# Switch



## Multispeciestamer (Jan 27, 2010)

So I am planning to jump into fly fishing, Switch fishing to be exact and bring my angling full circle. I need opinons on fly line and leaders.

I am planned on the okuma SLV large arbor fly reel with a extra spool 7/8. For a rod I am thinking a St. Croix 11' 7 wt Switch rod. I plan to be casting weighted an unweighted streamers. I plan to fish the Joe and connecting rivers and maybe even up north in the fall once or twice.

For backing I plan to run RIO gel spun.

As for lines I would also like to stay with RIO. They have a new switch line thats full float that I was thinking of using for my weighted streamers. Any opinions? and for my unweighted streamers I am lost, I am not sure if I can run something like a RIO Streamer tip on a switch or if I should go with a Skagit and tips. Or could I just run a sinking leader on the switch line and be fine? I have an assortment of tippet from 15-10 pound may go down to 8 on occasion.
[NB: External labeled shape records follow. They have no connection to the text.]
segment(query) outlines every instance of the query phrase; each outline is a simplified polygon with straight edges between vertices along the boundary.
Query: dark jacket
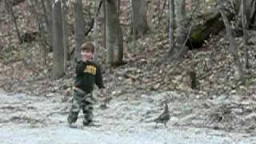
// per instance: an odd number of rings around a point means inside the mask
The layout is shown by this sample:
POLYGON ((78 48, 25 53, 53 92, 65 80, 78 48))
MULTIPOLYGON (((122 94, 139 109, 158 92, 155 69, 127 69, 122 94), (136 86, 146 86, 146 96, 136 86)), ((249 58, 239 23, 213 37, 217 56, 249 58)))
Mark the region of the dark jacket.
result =
POLYGON ((78 62, 75 86, 85 92, 90 93, 94 90, 94 84, 98 88, 104 88, 100 67, 93 62, 78 62))

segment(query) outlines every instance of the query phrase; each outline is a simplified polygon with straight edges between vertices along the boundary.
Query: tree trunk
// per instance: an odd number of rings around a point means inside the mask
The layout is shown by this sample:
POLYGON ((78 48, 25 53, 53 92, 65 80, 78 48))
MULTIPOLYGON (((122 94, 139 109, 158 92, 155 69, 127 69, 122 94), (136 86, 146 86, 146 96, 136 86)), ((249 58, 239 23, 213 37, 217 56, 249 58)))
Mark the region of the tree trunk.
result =
POLYGON ((175 18, 176 19, 176 46, 173 54, 178 56, 178 58, 185 54, 186 48, 184 47, 186 42, 186 37, 187 30, 186 29, 186 1, 175 1, 175 18))
POLYGON ((7 2, 7 0, 5 0, 5 5, 6 5, 6 10, 10 13, 10 14, 11 16, 11 18, 13 20, 13 22, 14 24, 18 39, 19 42, 22 43, 22 36, 20 34, 19 29, 18 29, 18 26, 17 18, 15 17, 14 12, 13 2, 7 2))
POLYGON ((66 0, 62 0, 62 30, 63 30, 63 47, 64 47, 64 68, 67 70, 66 62, 70 58, 69 39, 67 29, 67 6, 66 0))
POLYGON ((226 16, 226 14, 224 14, 224 12, 222 11, 222 5, 220 4, 220 8, 218 8, 218 10, 222 14, 222 20, 223 20, 223 22, 226 26, 226 36, 227 36, 228 40, 230 41, 230 51, 231 54, 233 55, 234 62, 238 67, 238 78, 237 78, 241 81, 244 81, 243 68, 242 68, 242 66, 240 62, 240 58, 239 58, 239 56, 238 56, 238 54, 237 51, 238 44, 235 42, 235 41, 232 36, 232 30, 231 30, 231 27, 229 24, 228 18, 226 16))
POLYGON ((245 56, 246 56, 246 68, 249 69, 250 63, 249 63, 249 53, 248 53, 248 23, 247 23, 247 15, 245 14, 246 5, 245 0, 242 0, 241 2, 241 7, 242 7, 242 34, 243 34, 243 45, 245 46, 245 56))
POLYGON ((174 0, 169 0, 169 54, 174 48, 174 0))
POLYGON ((147 4, 145 0, 132 0, 132 10, 134 15, 134 30, 136 38, 146 34, 149 30, 146 21, 147 4))
POLYGON ((59 0, 53 4, 54 66, 53 78, 60 78, 64 74, 63 29, 62 6, 59 0))
POLYGON ((53 5, 53 0, 46 0, 46 12, 45 14, 47 15, 47 40, 50 44, 50 50, 52 51, 53 50, 53 14, 52 14, 52 5, 53 5))
POLYGON ((98 6, 99 4, 98 0, 95 1, 96 6, 95 6, 95 15, 94 15, 94 61, 98 59, 98 6))
POLYGON ((81 45, 85 40, 85 22, 83 18, 82 0, 76 0, 74 3, 74 38, 75 38, 75 59, 81 59, 81 45))
POLYGON ((106 1, 106 25, 107 63, 118 66, 123 62, 123 43, 114 0, 106 1))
For the most part ill be using a style of spey cast.

Thanks to all of you who reply.


----------



## Multispeciestamer (Jan 27, 2010)

Also what do you feel about this reel instead *Waterworks Lamson Konic Fly Reels 

*


----------



## jerrob (Aug 6, 2011)

Bpth fine reels, think large arbors eith a switch. Heres another to think about, ross cla. Pm oh yeah, he knows where to get this stuff cheap.


----------



## Boozer (Sep 5, 2010)

That rod is fine, either of those reels are fine...
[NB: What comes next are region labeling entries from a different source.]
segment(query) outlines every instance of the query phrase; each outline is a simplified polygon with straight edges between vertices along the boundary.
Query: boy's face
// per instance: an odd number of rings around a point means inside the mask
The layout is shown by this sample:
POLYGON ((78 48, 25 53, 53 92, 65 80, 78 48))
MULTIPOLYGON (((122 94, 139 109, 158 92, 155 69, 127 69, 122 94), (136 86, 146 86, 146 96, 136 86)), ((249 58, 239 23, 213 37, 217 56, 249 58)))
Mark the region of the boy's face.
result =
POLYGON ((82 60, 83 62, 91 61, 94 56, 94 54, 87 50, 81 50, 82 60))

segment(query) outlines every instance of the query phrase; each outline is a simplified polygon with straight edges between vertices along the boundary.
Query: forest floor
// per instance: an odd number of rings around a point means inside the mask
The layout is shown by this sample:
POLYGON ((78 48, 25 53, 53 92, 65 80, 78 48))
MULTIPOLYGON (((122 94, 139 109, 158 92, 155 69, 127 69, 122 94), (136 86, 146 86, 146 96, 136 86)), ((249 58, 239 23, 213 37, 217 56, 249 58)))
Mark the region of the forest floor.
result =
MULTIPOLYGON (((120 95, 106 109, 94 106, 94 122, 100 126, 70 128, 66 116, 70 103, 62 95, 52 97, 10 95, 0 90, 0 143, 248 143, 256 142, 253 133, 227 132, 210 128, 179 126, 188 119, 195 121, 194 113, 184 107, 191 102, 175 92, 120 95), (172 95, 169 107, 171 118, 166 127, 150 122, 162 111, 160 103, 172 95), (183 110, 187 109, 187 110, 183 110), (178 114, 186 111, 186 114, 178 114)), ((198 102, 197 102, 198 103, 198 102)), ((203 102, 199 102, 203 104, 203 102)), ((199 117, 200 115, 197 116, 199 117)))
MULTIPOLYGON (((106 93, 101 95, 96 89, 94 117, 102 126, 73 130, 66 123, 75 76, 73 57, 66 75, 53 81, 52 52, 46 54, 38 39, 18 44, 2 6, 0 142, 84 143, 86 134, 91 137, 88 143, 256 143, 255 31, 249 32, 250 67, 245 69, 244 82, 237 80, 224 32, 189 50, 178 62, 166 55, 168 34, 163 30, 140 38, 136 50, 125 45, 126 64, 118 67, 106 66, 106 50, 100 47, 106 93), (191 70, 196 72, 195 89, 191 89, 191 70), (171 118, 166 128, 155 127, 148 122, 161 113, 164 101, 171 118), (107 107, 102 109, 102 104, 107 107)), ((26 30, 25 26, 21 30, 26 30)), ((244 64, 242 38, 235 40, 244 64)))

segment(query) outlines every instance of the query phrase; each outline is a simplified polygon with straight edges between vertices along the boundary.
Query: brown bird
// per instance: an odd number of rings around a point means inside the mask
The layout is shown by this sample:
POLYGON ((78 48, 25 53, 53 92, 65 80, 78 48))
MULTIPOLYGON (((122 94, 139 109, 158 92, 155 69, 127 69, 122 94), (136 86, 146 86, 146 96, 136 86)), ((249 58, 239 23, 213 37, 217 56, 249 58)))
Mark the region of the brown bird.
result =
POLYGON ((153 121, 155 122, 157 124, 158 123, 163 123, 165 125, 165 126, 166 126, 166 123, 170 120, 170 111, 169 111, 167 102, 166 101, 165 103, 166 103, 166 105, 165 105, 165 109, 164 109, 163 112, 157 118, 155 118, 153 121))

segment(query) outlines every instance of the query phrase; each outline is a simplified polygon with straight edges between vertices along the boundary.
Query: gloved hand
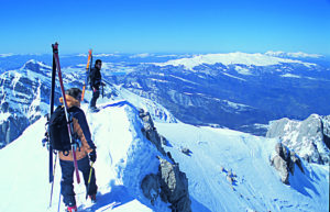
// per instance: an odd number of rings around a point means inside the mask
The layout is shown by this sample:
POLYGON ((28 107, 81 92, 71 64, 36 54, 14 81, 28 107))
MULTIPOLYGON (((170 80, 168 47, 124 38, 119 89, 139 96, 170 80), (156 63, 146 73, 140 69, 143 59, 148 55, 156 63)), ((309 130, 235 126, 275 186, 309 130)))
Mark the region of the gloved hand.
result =
POLYGON ((94 149, 92 152, 89 153, 89 159, 90 161, 95 163, 96 158, 97 158, 96 149, 94 149))

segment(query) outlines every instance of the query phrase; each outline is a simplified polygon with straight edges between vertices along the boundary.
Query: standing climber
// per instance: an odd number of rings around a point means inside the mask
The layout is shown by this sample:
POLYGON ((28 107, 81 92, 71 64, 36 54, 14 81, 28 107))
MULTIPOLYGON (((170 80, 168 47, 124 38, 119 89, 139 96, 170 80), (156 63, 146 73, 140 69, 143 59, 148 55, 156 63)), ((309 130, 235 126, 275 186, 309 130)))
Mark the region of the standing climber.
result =
POLYGON ((90 70, 90 88, 92 90, 92 98, 90 100, 89 108, 91 111, 97 111, 96 102, 98 98, 100 97, 100 86, 103 86, 102 83, 102 76, 101 76, 101 67, 102 67, 102 60, 97 59, 95 62, 95 67, 90 70))
MULTIPOLYGON (((81 143, 76 149, 78 169, 82 172, 87 194, 91 201, 96 201, 97 185, 95 170, 89 165, 89 160, 96 161, 96 146, 91 141, 89 126, 85 116, 84 111, 80 109, 81 90, 78 88, 70 88, 66 90, 65 98, 68 105, 68 112, 73 115, 73 131, 74 137, 81 143), (88 158, 89 155, 89 158, 88 158), (89 174, 91 178, 89 181, 89 174), (88 186, 89 181, 89 186, 88 186)), ((63 103, 63 99, 59 101, 63 103)), ((59 165, 62 168, 62 180, 61 180, 61 193, 63 196, 63 202, 67 207, 68 212, 77 211, 75 192, 74 192, 74 170, 75 165, 73 161, 73 152, 59 152, 59 165)))

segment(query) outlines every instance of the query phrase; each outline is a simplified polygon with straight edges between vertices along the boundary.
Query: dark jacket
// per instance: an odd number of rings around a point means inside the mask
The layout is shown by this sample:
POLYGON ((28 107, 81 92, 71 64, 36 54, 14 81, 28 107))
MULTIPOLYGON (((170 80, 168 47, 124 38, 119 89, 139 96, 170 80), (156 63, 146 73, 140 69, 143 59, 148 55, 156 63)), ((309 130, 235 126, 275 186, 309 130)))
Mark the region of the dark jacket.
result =
POLYGON ((101 80, 102 80, 102 76, 101 76, 100 69, 98 69, 97 67, 91 68, 90 69, 90 87, 99 90, 99 88, 101 86, 101 80))
MULTIPOLYGON (((73 113, 73 126, 74 126, 74 134, 77 135, 77 138, 80 140, 81 146, 77 148, 76 156, 77 160, 82 159, 87 156, 90 152, 92 152, 96 146, 91 141, 91 134, 88 127, 88 123, 85 116, 84 111, 80 109, 80 102, 73 98, 72 96, 66 94, 67 107, 76 107, 77 109, 74 110, 73 113)), ((63 99, 59 99, 63 102, 63 99)), ((59 152, 59 159, 62 160, 74 160, 72 150, 67 156, 59 152)))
However, you will want to go with a skagit head and sink tips and not that switch line...

Also, forget the expensive gel spun backing, there is zero reason for you to use it.

I have bulk spools of dacron here at the house, stop by and we can fill your reel for free...

If you can, I personally think the 8 weight would be a better option for steelhead than the 7...

The 8 weight with a 425 grain skagit short would be money...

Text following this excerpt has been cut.